Crescono oltre i 6 miliardi gli investimenti delle utilities, il 30% va a sostenibilità e digitale (che aiutano il business)

Nel campione di 89 aziende Utilitalia di cui 40 grandi rappresentano il 93% del fatturato (62 miliardi su 66,7): fra loro A2A, Iren, Hera e Acea. Utili a 1,7 miliardi, dipendenti a 82mila, valore aggiunto di 12,7 miliardi, 33,7 miliardi ai fornitori (il 65% locali). Il 30% degli investimenti va alle sfide-chiave del futuro: 832 milioni a obiettivi ambientali, 514 all’economia circolare, 421 al digitale. Brandolini: “Gli investimenti in corso e programmati contribuiscono al Green Deal europeo”. Mazzola: “Investire nella sostenibilità migliora le performance aziendali” – di Giorgio Santilli

Quanto vale il mondo delle utilities in Italia o, almeno, la fascia alta delle aziende? E qual è il contributo del settore allo sviluppo del Paese? Una risposta articolata prova a darla il Rapporto della Fondazione Utilitatis che ha esaminato un campione di 89 aziende appartenenti al mondo Utilitalia, la federazione delle imprese di servizio di acqua, ambiente ed energia. Il dato più interessante è quello degli investimenti che nel 2022 sono ammontati a 6,2 miliardi di euro di cui 1,8 andati alle tre sfide-chiave per il futuro: decarbonizzazione (832 milioni), economia circolare (514 milioni) e digitalizzazione (421 milioni). Sono tutti valori in forte crescita, gli investimenti totali hanno fatto +35% rispetto al 2021. I ricavi ammontano a 66,7 miliardi, gli utili netti a 1,7 miliardi, i dipendenti sono 82mila. Il valore aggiunto annuale distribuito agli stakeholder è di 12,7 miliardi cui si sommano ulteriori 33,7 miliardi di spesa verso i fornitori (il 65% sono locali).
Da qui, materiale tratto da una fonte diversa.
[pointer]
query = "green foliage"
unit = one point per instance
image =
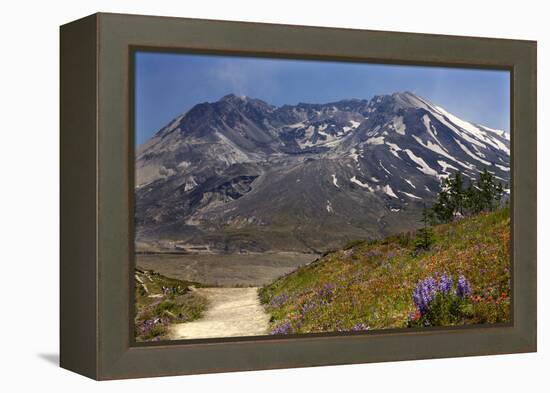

Nel campione sono presenti le grandi aziende multiutilities come A2A, Acea, Hera, Iren ma anche aziende importanti nel settore idrico (Mm, Publiacqua, HydroGea per esempio), nel settore ambiente e rifiuti (Aseco, Alea Ambiente, Segen, Ama Roma) e nel settore energetico (Acos, Estra, Dolomiti, Secab).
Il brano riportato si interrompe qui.